Hingga Selasa, 27 Januari 2026, korban belum berhasil ditemukan. Upaya pencarian masih terus dilakukan oleh tim SAR gabungan bersama masyarakat setempat.
Tim SAR menyampaikan bahwa pada hari ini pencarian telah dilakukan dengan menelusuri aliran Sungai Ciujung sejauh kurang lebih lima kilometer dari lokasi kejadian. Pencarian akan terus dilanjutkan sesuai dengan standar operasional prosedur (SOP) yang berlaku.
Basarnas menegaskan bahwa proses pencarian korban dilakukan sesuai SOP pencarian dan pertolongan, yaitu selama tujuh hari sejak korban dilaporkan hanyut.

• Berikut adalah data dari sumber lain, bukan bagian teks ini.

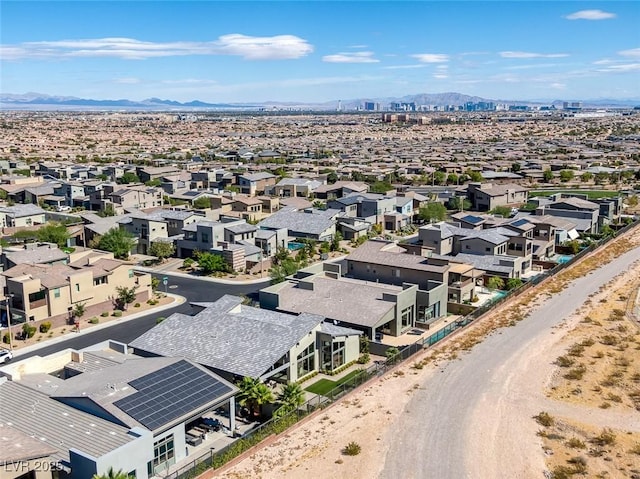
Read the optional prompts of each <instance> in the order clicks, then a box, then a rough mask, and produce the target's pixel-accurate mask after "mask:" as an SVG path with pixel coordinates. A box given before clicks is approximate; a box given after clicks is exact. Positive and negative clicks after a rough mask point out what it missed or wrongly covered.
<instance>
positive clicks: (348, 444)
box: [342, 441, 362, 456]
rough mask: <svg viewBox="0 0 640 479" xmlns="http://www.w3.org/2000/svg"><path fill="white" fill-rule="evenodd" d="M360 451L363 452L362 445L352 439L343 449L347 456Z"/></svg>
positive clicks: (352, 455) (356, 452)
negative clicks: (353, 440)
mask: <svg viewBox="0 0 640 479" xmlns="http://www.w3.org/2000/svg"><path fill="white" fill-rule="evenodd" d="M360 452H362V447H361V446H360V444H358V443H357V442H354V441H351V442H350V443H349V444H347V445H346V446H345V447H344V449H342V453H343V454H344V455H346V456H357V455H358V454H360Z"/></svg>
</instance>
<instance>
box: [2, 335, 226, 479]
mask: <svg viewBox="0 0 640 479" xmlns="http://www.w3.org/2000/svg"><path fill="white" fill-rule="evenodd" d="M109 346H110V348H109V349H104V350H93V351H73V350H68V349H67V350H65V351H61V352H59V353H56V354H54V355H52V356H48V357H46V358H40V357H39V356H36V357H34V358H29V359H27V360H25V361H20V362H19V363H16V364H11V365H9V366H6V367H4V368H2V374H3V375H4V376H5V378H2V379H0V381H1V382H0V402H2V404H3V407H2V408H0V425H1V426H2V429H3V430H4V429H6V426H8V425H10V427H11V428H13V429H14V430H17V431H19V432H21V433H23V434H26V435H29V437H31V438H33V440H35V441H37V442H39V443H40V444H42V445H46V446H47V447H48V448H49V450H48V451H47V452H48V453H49V457H50V458H51V460H52V462H53V463H54V464H55V466H56V467H57V468H59V469H60V471H61V472H60V473H59V474H64V477H69V478H70V479H87V478H90V477H93V476H94V475H104V474H106V473H107V471H108V470H109V469H110V468H113V469H114V470H122V471H126V473H127V474H128V475H129V476H130V477H136V478H140V479H151V478H153V477H158V476H160V475H165V474H166V470H167V469H168V468H169V467H171V466H172V465H174V464H175V463H176V462H180V461H182V460H184V459H185V458H186V457H187V455H188V454H189V453H190V452H193V449H191V451H190V446H191V445H194V444H197V442H196V439H198V438H197V437H195V436H192V435H191V432H192V431H193V430H194V429H193V428H194V426H195V425H197V424H201V423H202V418H203V417H204V416H205V415H207V414H209V415H210V414H212V413H213V411H215V410H216V409H218V408H225V409H227V410H229V411H233V412H234V413H233V414H230V415H229V421H228V428H229V430H235V409H236V408H235V400H234V395H235V394H236V393H237V391H238V389H237V388H236V387H235V386H234V385H233V384H231V383H229V382H227V381H225V380H224V379H222V378H221V377H220V376H218V375H216V374H215V373H213V372H211V371H210V370H208V369H207V368H205V367H202V366H200V365H198V364H195V363H194V362H191V361H189V360H188V359H183V358H182V357H151V358H149V357H140V356H135V355H132V354H130V353H129V352H128V350H127V349H128V348H127V347H126V345H124V344H120V343H115V342H110V343H109ZM180 356H182V354H180ZM6 378H9V379H10V380H6ZM3 434H4V433H3ZM3 452H4V449H3ZM20 477H24V476H20ZM29 477H35V476H29ZM56 477H57V476H56Z"/></svg>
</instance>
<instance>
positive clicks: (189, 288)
mask: <svg viewBox="0 0 640 479" xmlns="http://www.w3.org/2000/svg"><path fill="white" fill-rule="evenodd" d="M165 275H166V273H160V274H153V276H157V277H159V278H162V277H163V276H165ZM269 283H270V280H269V279H265V281H264V282H262V283H255V284H238V285H234V284H222V283H215V282H212V281H208V280H200V279H191V278H185V277H182V276H169V284H168V291H169V292H170V293H174V294H179V295H180V296H184V297H185V298H187V301H186V302H185V303H183V304H181V305H180V306H176V307H174V308H171V309H165V310H164V311H162V312H161V313H158V312H156V313H149V314H147V315H145V316H141V317H139V318H137V319H134V320H131V321H127V322H126V323H121V324H114V325H113V326H111V327H108V328H104V329H100V330H98V331H95V332H88V333H85V334H82V335H79V336H77V337H73V336H70V337H69V339H68V340H67V341H62V342H59V343H56V344H52V345H50V346H45V347H42V348H39V349H37V350H35V351H31V352H29V353H25V354H20V355H19V356H16V360H22V359H26V358H28V357H31V356H36V355H38V356H46V355H48V354H52V353H55V352H58V351H62V350H63V349H66V348H74V349H82V348H86V347H88V346H91V345H93V344H97V343H100V342H102V341H106V340H108V339H113V340H115V341H120V342H123V343H130V342H131V341H133V340H134V339H135V338H137V337H138V336H140V335H141V334H143V333H145V332H147V331H148V330H150V329H151V328H153V327H154V326H155V325H156V318H157V317H158V316H169V315H171V314H173V313H176V312H181V313H186V314H189V313H190V311H191V307H190V306H189V303H190V302H197V301H216V300H217V299H218V298H220V297H221V296H224V295H225V294H236V295H242V294H244V295H252V294H255V293H257V291H258V290H260V289H261V288H264V287H265V286H268V285H269ZM162 288H163V286H160V289H162Z"/></svg>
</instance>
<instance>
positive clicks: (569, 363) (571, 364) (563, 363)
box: [556, 356, 575, 368]
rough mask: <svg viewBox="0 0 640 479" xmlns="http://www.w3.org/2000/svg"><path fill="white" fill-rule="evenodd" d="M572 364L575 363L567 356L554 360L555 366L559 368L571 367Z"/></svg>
mask: <svg viewBox="0 0 640 479" xmlns="http://www.w3.org/2000/svg"><path fill="white" fill-rule="evenodd" d="M573 363H575V361H574V360H573V359H571V358H569V357H567V356H559V357H558V359H556V364H557V365H558V366H560V367H561V368H568V367H570V366H573Z"/></svg>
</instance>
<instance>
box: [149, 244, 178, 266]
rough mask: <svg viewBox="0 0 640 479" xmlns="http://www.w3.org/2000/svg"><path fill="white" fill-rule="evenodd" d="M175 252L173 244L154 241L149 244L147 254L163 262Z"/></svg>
mask: <svg viewBox="0 0 640 479" xmlns="http://www.w3.org/2000/svg"><path fill="white" fill-rule="evenodd" d="M175 252H176V248H175V246H174V245H173V243H166V242H164V241H156V242H154V243H151V246H150V247H149V254H150V255H151V256H155V257H156V258H158V259H159V260H160V261H164V260H165V259H167V258H169V257H170V256H171V255H173V253H175Z"/></svg>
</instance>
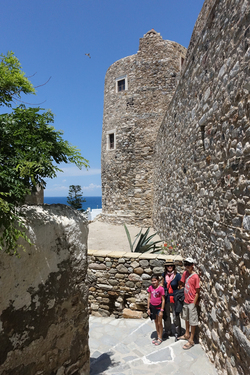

Penyisiran dilakukan melalui jalur darat dan perairan dengan mempertimbangkan kondisi arus Sungai Ciujung yang masih cukup deras.
Pihak keluarga korban berharap agar korban dapat segera ditemukan dan meminta doa dari seluruh masyarakat. Warga juga diimbau untuk tetap waspada dan berhati-hati saat beraktivitas di sekitar sungai, terutama saat debit air meningkat.
Pencarian akan terus dilakukan hingga batas waktu yang telah ditentukan atau hingga korban berhasil ditemukan.